In summary, pellet stoves may be the quickest path to a large capacity heat source. If pellets are available in your area, and if you don't mind a bit of physical labor, then a pellet stove may be a good choice.

The basic installation steps are:

  • Place the stove in your aviary, preferrably against an outside wall. (The stove is hot, so your birds cannot be allowed to touch it.)
  • Cut a hole through the outside wall and run a low-temperature double-walled exhaust pipe from the stove and out through the hole. The pipe need not extend upward like a "regular" chimney. It need only extend a foot or so outside the wall. Ensure that the pipe does NOT end near combustibles, as occassional sparks may fly from the end. (Note: due to the many possible constuction materials present in your wall, I can't say exactly on how to cut a hole. However, it can usually be accomplished with a a long drill bit, a chisel, and a hammer.)
  • Seal the pipe with high-temperature copper sealant to prevent exhaust leaks. (I have used this type of sealant in the presence of birds without ill effect.)
  • Let the sealant cure for a day.
  • Fill the stove's hopper with pellets.
  • Plug the stove in.
  • Start the stove. (Requires starter material and a lighter.)
The primary drawbacks to pellet stoves are
  • On most models, electricity is required to run the auger and fans, so they stop working if electric power is lost. (If you have backup power from a generator or batteries, then the stove will continue running.) However, this is also true of oil and gas furnaces, which which have similar electric needs.
  • Physcial labor is required to keep the hopper full of pellets. The pellets must be purchased, carried home, stored, and then dumped into the hopper as needed.
  • Pellet stoves cost money to fuel. However, this cost is relative. Other types of heat cost money too.

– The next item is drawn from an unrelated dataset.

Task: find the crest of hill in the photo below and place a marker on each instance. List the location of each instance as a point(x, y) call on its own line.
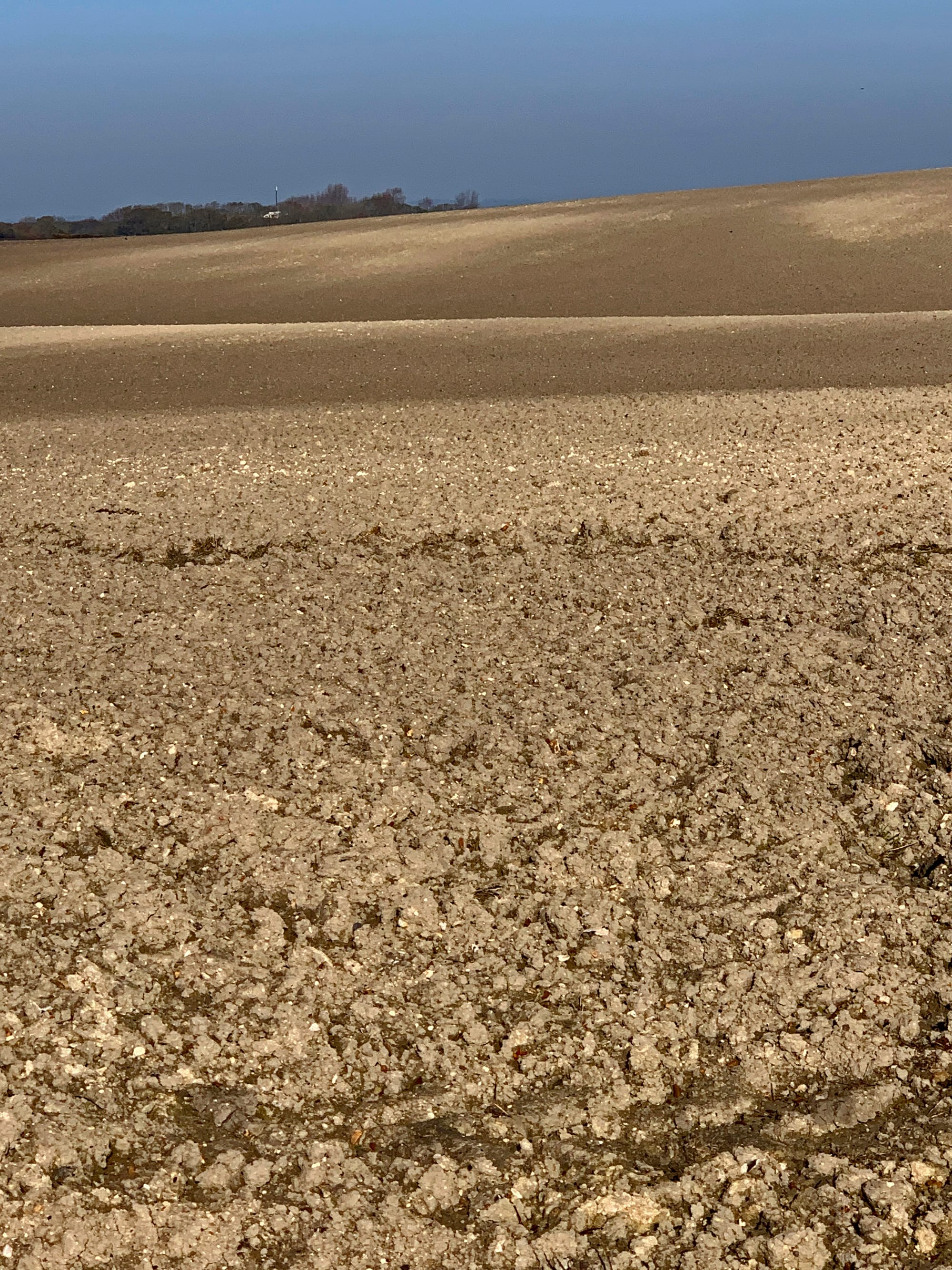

An additional drawback is that the pellet stove itself costs money. A good NEW stove will exceed $2,000 US. However if you buy a used stove from someone disenchanted with the physical labor they involve, then you can buy one for almost nothing. (Some dickering or "crying poor" will be required.) However, no matter what you buy, its original construction should be high quality. A simple guide here is that if one physically-fit man can lift it and carry it, then don't buy it. Good stoves tend to be HEAVY. A broad category of stoves to avoid has the pellets augered into the burn pot from below. Although this design is well-intentioned, it doesn't work very well in practice. Instead get the type that drops pellets into the burn pot from above.